Yeah im sure thats something his dad can sort.


----------



## SilentAssassin1642 (Feb 16, 2010)

I got my first mobile when I was in my first year of secondary school, for obvious reasons. I was 11 or 12 at the time. It was never used, just kept in my school bag incase of emergencies


----------



## Steff (Feb 21, 2010)

Well low and behold a week in and the mobile has gone missing , im seething but daddy is calm as ever,shall see what happens when he gets home in 10 minutes.Rang it first time it rang ever since then it has gone straight to voice mail says to me some one has picked it up and we will never see it again.Decent human being would see it ring and pick up or go to the contacts look where it said home or mum and dad and ring but not these days.


----------



## Northerner (Feb 21, 2010)

How awful Steff!


----------



## Steff (Feb 21, 2010)

Northerner said:


> How awful Steff!



Yea we have text the fone i said this belongs to a very upset 8 year old and he really wants his phone back, if you could please bring it back to this address they will be a cash reward.


----------



## Hazel (Feb 21, 2010)

oh sweetie - I feel for you and your son.

Mine was lost/stolen 3 years ago, just after my Mam died, and where did I have some cracking photos of her, on the phone.

I will never get them back - I could have killed the ******* that made off with it.

I left voice mails and texts, the police reckoned the sim card was removed and ditched and whoever the phone and put in a cheap sim card.

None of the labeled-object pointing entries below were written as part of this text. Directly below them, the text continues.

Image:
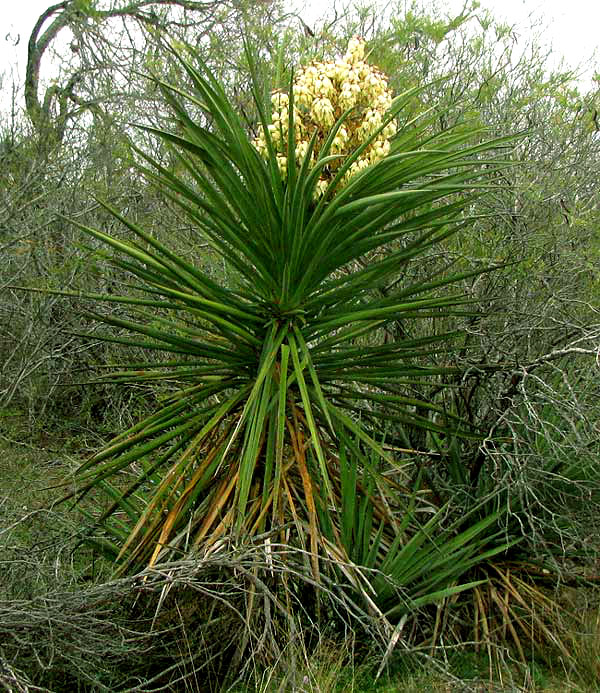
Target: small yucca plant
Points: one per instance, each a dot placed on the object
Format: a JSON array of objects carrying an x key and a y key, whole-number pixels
[{"x": 283, "y": 368}]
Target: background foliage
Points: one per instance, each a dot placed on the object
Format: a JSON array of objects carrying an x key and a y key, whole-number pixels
[{"x": 528, "y": 364}]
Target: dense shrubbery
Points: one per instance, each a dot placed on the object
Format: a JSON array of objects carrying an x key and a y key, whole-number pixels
[{"x": 448, "y": 508}]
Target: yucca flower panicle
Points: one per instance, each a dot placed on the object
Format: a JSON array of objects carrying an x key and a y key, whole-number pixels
[{"x": 323, "y": 93}]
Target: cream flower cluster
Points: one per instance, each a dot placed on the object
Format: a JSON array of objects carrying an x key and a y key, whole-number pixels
[{"x": 322, "y": 93}]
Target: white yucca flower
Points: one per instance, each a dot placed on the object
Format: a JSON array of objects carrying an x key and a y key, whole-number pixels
[{"x": 323, "y": 91}]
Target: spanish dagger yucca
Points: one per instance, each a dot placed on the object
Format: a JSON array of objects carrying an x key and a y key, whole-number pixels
[{"x": 285, "y": 365}]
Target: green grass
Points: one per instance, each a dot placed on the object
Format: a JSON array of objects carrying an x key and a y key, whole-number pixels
[{"x": 37, "y": 539}]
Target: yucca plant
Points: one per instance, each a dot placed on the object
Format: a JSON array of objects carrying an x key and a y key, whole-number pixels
[{"x": 269, "y": 371}]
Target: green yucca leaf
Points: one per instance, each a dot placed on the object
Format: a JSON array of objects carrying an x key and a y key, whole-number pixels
[{"x": 283, "y": 383}]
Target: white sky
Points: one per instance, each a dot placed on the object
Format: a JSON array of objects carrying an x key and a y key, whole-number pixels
[{"x": 572, "y": 26}]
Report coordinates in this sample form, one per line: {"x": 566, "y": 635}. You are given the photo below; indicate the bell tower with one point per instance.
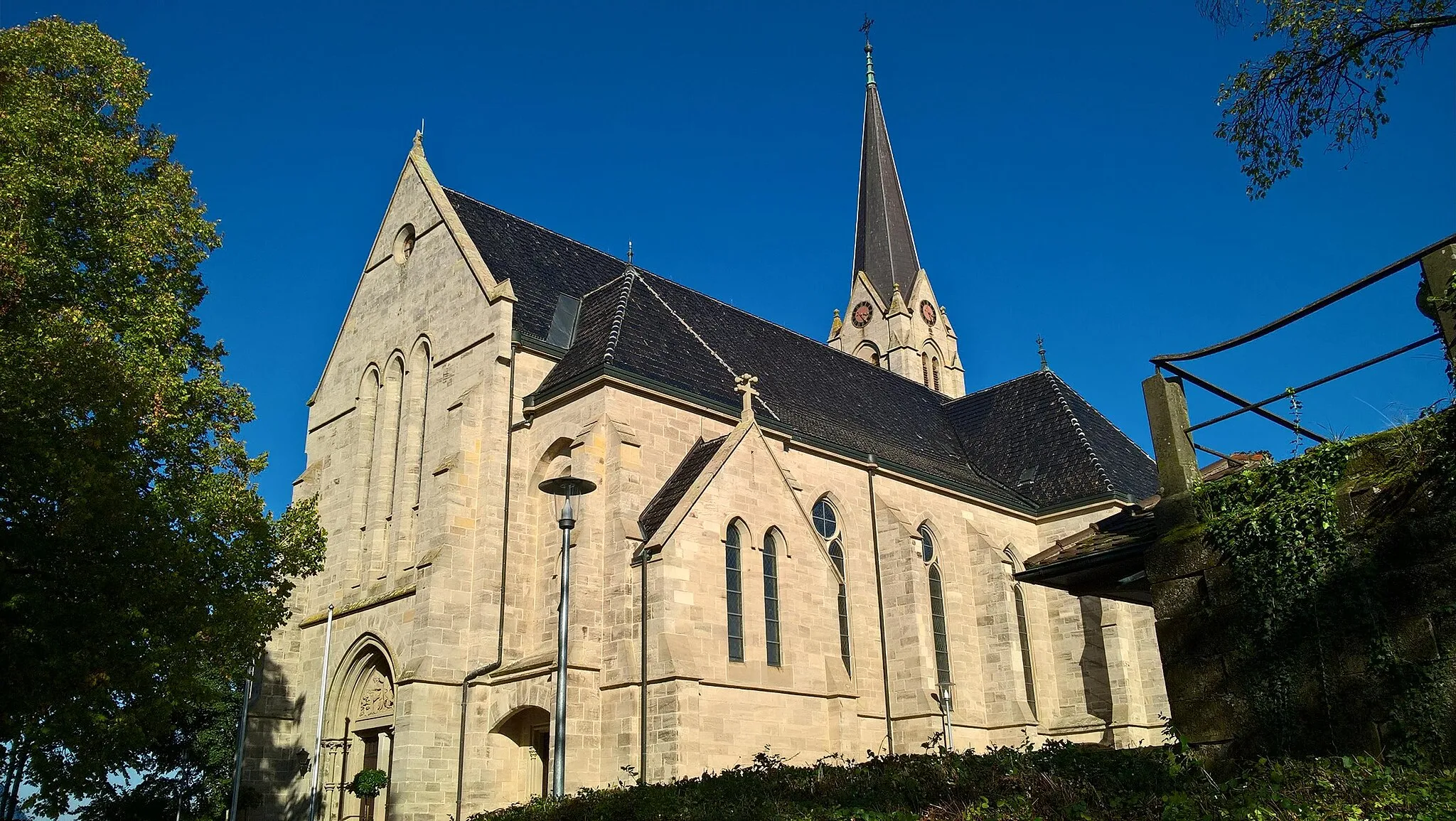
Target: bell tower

I also lost over 150 contacts - a lot if whom I have never beenable to replace

Good luck though


----------



## Steff (Feb 21, 2010)

Well we reckon it has either died as son said it was on last bar on life, or it was heard and picked up and now the sim will of just been thrown away and some bugger is sat with his phone. I guess it could of been a whole lost worse.


----------



## Copepod (Feb 21, 2010)

*Immobilise property register*

Admittedly this is probably too late to help Steff, but anyone can register valubles, including mobile phones, with http://www.immobilise.com as recommended by many UK Police forces.


----------



## Steff (Feb 21, 2010)

Thanks copepod i have still registered.


----------



## Gemma444 (Feb 21, 2010)

oh dear Steff I hope someone will hopefully hand it in but not many people do these days. My OH lost his once and a guy met us at a local petrol station. You don't get many that would do that...... got my fingers crossed that someone will ring one of the contact numbers in the phone and give it your lad back.


----------



## Steff (Feb 21, 2010)

Gemma444 said:


> oh dear Steff I hope someone will hopefully hand it in but not many people do these days. My OH lost his once and a guy met us at a local petrol station. You don't get many that would do that...... got my fingers crossed that someone will ring one of the contact numbers in the phone and give it your lad back.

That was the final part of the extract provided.